Professor Jeremy Quastel explaining the results which helped win him a Killam Research Fellowship (photo by Craig Tracy)

Jeremy Quastel, leading mathematician

Killam Research Fellowships at U of T

Professor Jeremy Quastel's groundbreaking research involves stochastic processes and partial differential equations.

These may sound like difficult, technical terms, but the concepts they attempt to describe are built on natural processes of change and evolution that we find everywhere in nature.

The Canada Council for the Arts recognizes the importance of this work and has awarded Quastel a Killam Research Fellowship -- funding that will provide $70,000 each year for two years to support his work to decipher these processes and describe them mathematically.

U of T has received 121 Killam Research Fellowships since they were established in 1965 to honour eminent Canadian scholars and scientists engaged in research projects of outstanding merit in the humanities, social sciences, natural sciences, health sciences, engineering and interdisciplinary studies within these fields. And U of T faculty comprise half of this year's Killam Research Fellows.

Quastel joins chemistry professor Mark Lautens who is developing more effective and environmentally sound pharmaceuticals, and linguistics professor Sali Tagliamonte whose work explores the evolution of Canadian English.

U of T News asked Quastel for a glimpse into the world of probability and random growth.

Tell us about your research.
My research is in probability, in particular on stochastic partial differential equations. These equations describe physical systems when the environment is random in some way. 

For example, the one I am studying now, the Kardar-Parisi-Zhang equation, describes how random interfaces evolve, like perhaps a burning piece of paper, or the edge of a bacterial colony, or the phase boundaries in a liquid crystal. The nice thing is that the one equation describes all sorts of different physical problems. That's called universality, and it's one of the things we hope to understand, like the fact that the Gaussian probability distribution universally describes the sum of a lot of little independent things, which is the cornerstone of modern statistics.

The probability distributions that arise in random growth are sort of the analogue for problems where the noise has gone through certain types of non-linear transformations. They were first discovered in random matrix models and it is not so clear yet why the same ones are popping up in random growth models.

Maybe it would be simpler to ask what kind of impact this research might have for society?
Mathematics is behind a lot of the technology we use every day, for example the encryption codes that allow us to send information securely over the internet, the transforms that make MRIs possible, the data compression which lets you stream movies on your computer, or the stochastic models which make modern finance and insurance possible.

Random matrices were developed to model the spectra of large atoms; now they are being used in multivariate statistics.

This research on random growth models may find applications, in say, the manufacture of materials. And the techniques for non-linear equations could help provide better models, e.g. for climate.

In fact, most of the applications of mathematics that I mentioned had actually been developed to solve completely different problems. What you develop here, turns out, unexpectedly, to be useful over there. So the important thing is to develop a rich mathematical and scientific culture in Canada, and for this, it is essential to have strong fundamental research.

What drew you to this field – and to this particular focus?
One of the nice things about probability, which drew me to the field, is that it has stayed very close to real world applications, but at the same time the mathematics is deep and interesting. It's becoming more and more central in mathematics. Many of the recent Fields medals were connected in some way to probability.

Why U of T?
The mathematics department at the University of Toronto has a dynamic research environment, and an emphasis on excellence which attracted me here, and we've been able to build a very active group in probability from scratch in the last ten years. The students here are also unusually serious, mature and from diverse backgrounds, and I really appreciate that.

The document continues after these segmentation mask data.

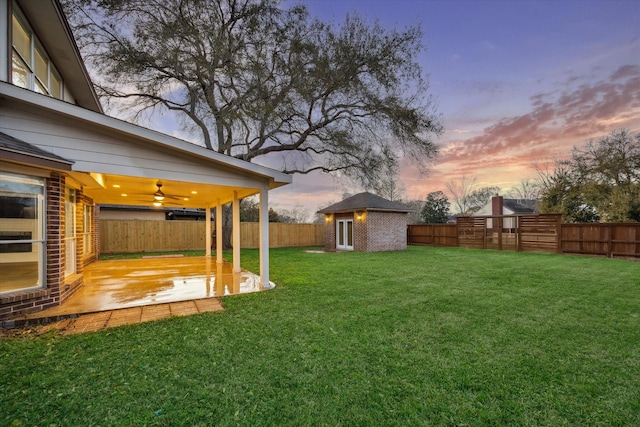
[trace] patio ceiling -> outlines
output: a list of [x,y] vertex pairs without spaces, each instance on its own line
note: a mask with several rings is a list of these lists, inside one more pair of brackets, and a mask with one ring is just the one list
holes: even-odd
[[70,175],[82,184],[84,193],[95,203],[108,205],[159,207],[154,205],[154,202],[158,202],[154,198],[158,182],[162,183],[161,191],[165,195],[159,203],[166,208],[206,208],[233,201],[234,191],[240,199],[260,191],[255,188],[175,181],[163,179],[162,176],[140,178],[77,172],[71,172]]

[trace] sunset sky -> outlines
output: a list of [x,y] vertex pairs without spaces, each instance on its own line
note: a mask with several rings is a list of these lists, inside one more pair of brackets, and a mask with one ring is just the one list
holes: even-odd
[[[534,177],[536,162],[567,157],[614,129],[640,132],[640,0],[300,1],[327,22],[356,12],[388,28],[421,25],[420,63],[445,133],[429,175],[402,162],[407,199],[446,191],[462,176],[504,194]],[[177,122],[154,121],[150,127],[188,139]],[[301,206],[311,218],[359,191],[322,173],[294,175],[271,192],[270,205]]]
[[[533,177],[534,162],[613,129],[640,131],[638,0],[307,0],[342,21],[356,11],[402,29],[421,23],[421,55],[445,133],[428,176],[401,171],[407,198],[463,175],[505,191]],[[357,192],[322,174],[295,175],[272,205],[309,212]]]

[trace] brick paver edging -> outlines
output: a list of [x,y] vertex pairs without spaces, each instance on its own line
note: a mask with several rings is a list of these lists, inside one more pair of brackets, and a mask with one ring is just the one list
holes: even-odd
[[[66,318],[31,319],[30,324],[37,323],[35,320],[38,320],[39,324],[47,323],[42,328],[38,329],[38,335],[44,334],[52,329],[55,329],[65,335],[71,335],[83,332],[99,331],[101,329],[111,328],[114,326],[166,319],[171,316],[189,316],[192,314],[221,310],[224,310],[224,307],[219,299],[204,298],[190,301],[145,305],[141,307],[121,308],[96,313],[70,315]],[[29,324],[11,325],[11,327],[24,327],[28,325]]]

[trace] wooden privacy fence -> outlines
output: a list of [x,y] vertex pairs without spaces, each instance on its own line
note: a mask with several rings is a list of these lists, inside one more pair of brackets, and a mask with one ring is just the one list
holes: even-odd
[[458,246],[458,225],[409,225],[407,243],[410,245]]
[[[240,247],[257,248],[259,239],[259,223],[240,223]],[[272,248],[321,245],[324,245],[324,224],[269,223],[269,246]]]
[[562,224],[562,253],[640,260],[640,223]]
[[456,224],[409,225],[407,243],[640,260],[640,223],[562,224],[557,214],[458,217]]
[[[212,230],[215,226],[212,224]],[[161,252],[205,249],[204,221],[100,220],[100,252]],[[258,223],[240,223],[240,247],[259,247]],[[214,242],[215,244],[215,242]],[[320,246],[323,224],[269,224],[269,246]]]

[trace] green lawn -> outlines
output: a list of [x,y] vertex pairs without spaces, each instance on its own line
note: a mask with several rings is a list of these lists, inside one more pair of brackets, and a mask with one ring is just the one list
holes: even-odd
[[640,263],[275,249],[271,277],[224,312],[0,341],[0,425],[640,425]]

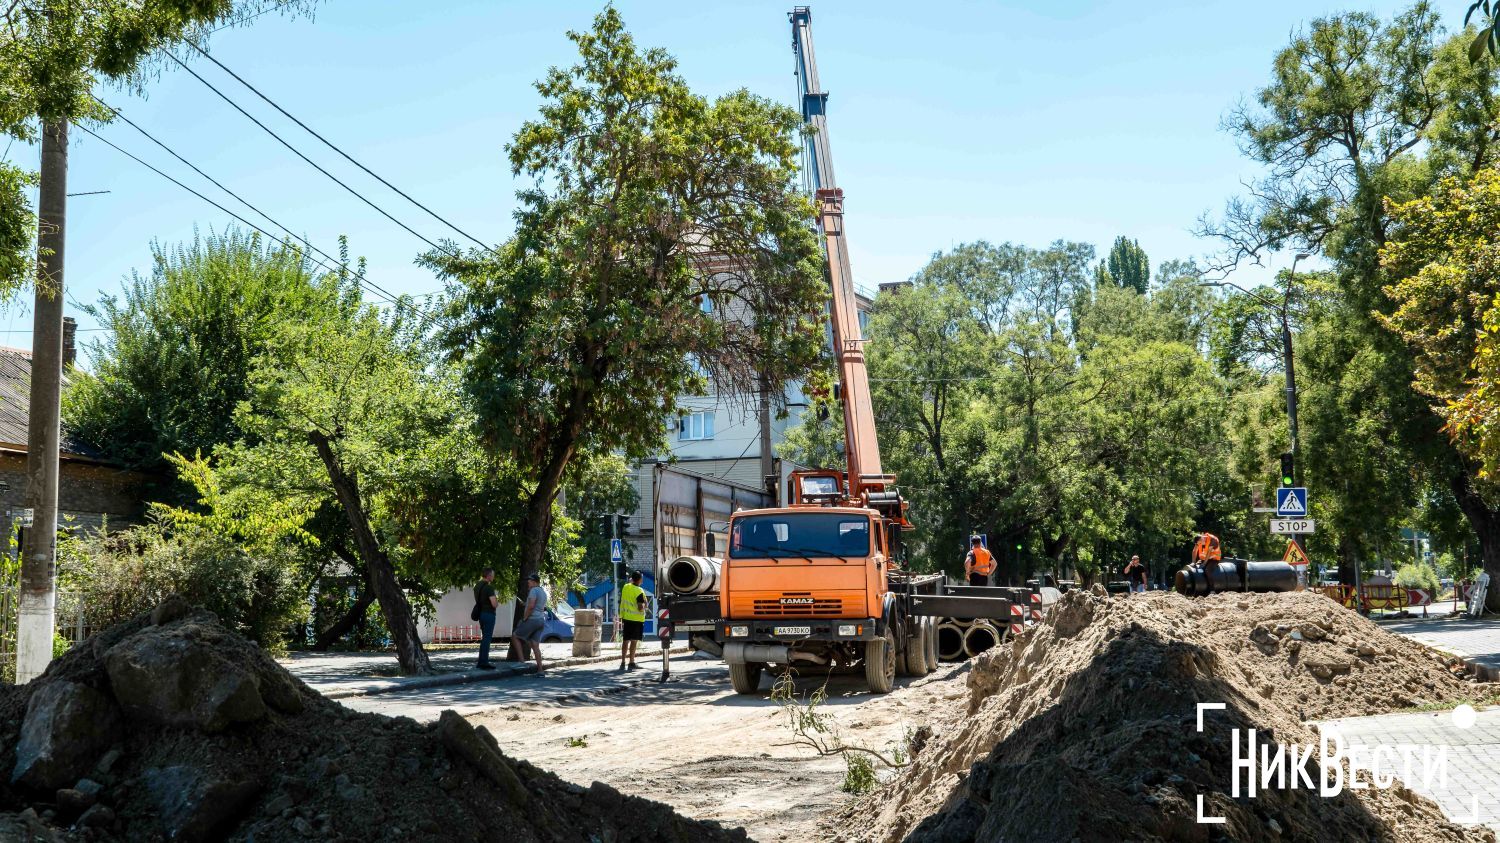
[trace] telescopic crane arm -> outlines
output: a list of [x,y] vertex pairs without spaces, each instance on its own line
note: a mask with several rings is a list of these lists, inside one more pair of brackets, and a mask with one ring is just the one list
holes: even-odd
[[833,177],[833,156],[828,146],[825,107],[828,94],[818,82],[818,61],[813,54],[812,12],[794,8],[792,49],[797,56],[797,80],[802,93],[802,119],[812,128],[804,141],[803,170],[808,189],[817,203],[818,228],[827,252],[828,281],[833,296],[829,305],[833,324],[833,354],[838,361],[840,395],[844,405],[844,452],[848,459],[849,497],[864,499],[866,493],[884,497],[894,478],[881,473],[880,443],[875,436],[875,411],[870,401],[870,379],[865,368],[865,339],[859,328],[859,305],[854,293],[854,274],[849,267],[849,245],[844,239],[844,192]]

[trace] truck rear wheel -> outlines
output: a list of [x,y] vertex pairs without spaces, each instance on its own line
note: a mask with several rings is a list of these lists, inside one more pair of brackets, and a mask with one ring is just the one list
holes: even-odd
[[753,694],[760,690],[760,662],[730,662],[729,684],[736,694]]
[[896,687],[896,636],[890,630],[884,638],[865,642],[865,685],[872,694],[889,694]]
[[925,619],[918,618],[917,622],[911,624],[911,629],[906,635],[906,646],[902,654],[906,661],[907,676],[926,676],[927,667],[927,624]]
[[937,618],[923,618],[927,633],[927,672],[938,669]]

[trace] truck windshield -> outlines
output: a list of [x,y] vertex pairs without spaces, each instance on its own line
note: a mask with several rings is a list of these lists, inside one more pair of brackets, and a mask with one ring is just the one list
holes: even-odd
[[778,512],[736,518],[731,559],[869,556],[870,519],[837,512]]

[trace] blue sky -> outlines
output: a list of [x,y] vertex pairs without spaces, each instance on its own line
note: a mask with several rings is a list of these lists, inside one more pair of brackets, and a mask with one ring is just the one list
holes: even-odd
[[[1449,22],[1467,5],[1445,0]],[[1101,252],[1138,238],[1153,263],[1213,244],[1190,229],[1255,175],[1219,129],[1271,56],[1306,21],[1346,9],[1387,16],[1403,3],[815,3],[835,169],[862,286],[900,280],[936,251],[987,239],[1063,238]],[[785,2],[616,3],[639,43],[661,46],[700,93],[739,87],[795,102]],[[316,16],[268,15],[216,34],[214,55],[293,114],[460,227],[488,242],[511,231],[520,182],[504,145],[536,112],[532,82],[573,60],[568,29],[599,2],[327,0]],[[440,223],[339,160],[206,61],[194,68],[306,154],[431,239]],[[368,275],[401,293],[439,283],[427,247],[296,159],[188,74],[164,71],[145,98],[101,96],[186,158],[328,252],[339,235]],[[98,131],[223,197],[133,129]],[[15,144],[9,157],[35,162]],[[173,244],[230,220],[75,131],[67,286],[79,302],[149,270],[152,240]],[[236,207],[236,210],[239,210]],[[1290,256],[1286,257],[1286,261]],[[1284,265],[1281,264],[1281,265]],[[1263,277],[1248,271],[1244,282]],[[93,322],[70,304],[85,329]],[[29,347],[28,308],[0,313],[0,344]],[[85,337],[89,335],[84,335]]]

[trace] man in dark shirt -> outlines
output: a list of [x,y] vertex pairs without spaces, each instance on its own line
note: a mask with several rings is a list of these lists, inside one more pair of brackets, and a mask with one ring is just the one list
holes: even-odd
[[1141,564],[1141,557],[1130,557],[1130,564],[1125,566],[1125,579],[1130,582],[1132,592],[1146,590],[1146,566]]
[[500,598],[495,595],[495,569],[485,568],[479,584],[474,586],[474,608],[479,610],[479,664],[480,670],[494,670],[490,664],[490,639],[495,637],[495,609]]

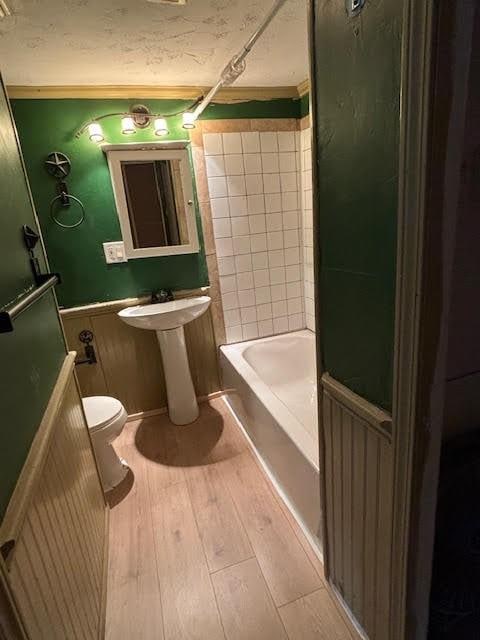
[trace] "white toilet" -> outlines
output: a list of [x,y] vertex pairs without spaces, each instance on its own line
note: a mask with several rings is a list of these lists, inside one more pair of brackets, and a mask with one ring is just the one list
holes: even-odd
[[127,463],[112,447],[112,442],[122,433],[128,415],[119,400],[108,396],[91,396],[83,398],[82,402],[103,490],[110,491],[128,473]]

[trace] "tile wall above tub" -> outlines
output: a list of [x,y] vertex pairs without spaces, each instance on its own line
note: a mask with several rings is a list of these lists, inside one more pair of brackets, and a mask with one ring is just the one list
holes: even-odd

What advice would you give to a student just starting out in this field?
I think it's good to try to start with the problems one would like to solve, and then look for ways to solve them, as opposed to starting with the technique one has learned and then try to see what can be done with it. It's true that you might fail, but once in a while you get lucky!

And sometimes even the failures become successes. My main advice to young people in science is to concentrate on things they really feel are worth doing.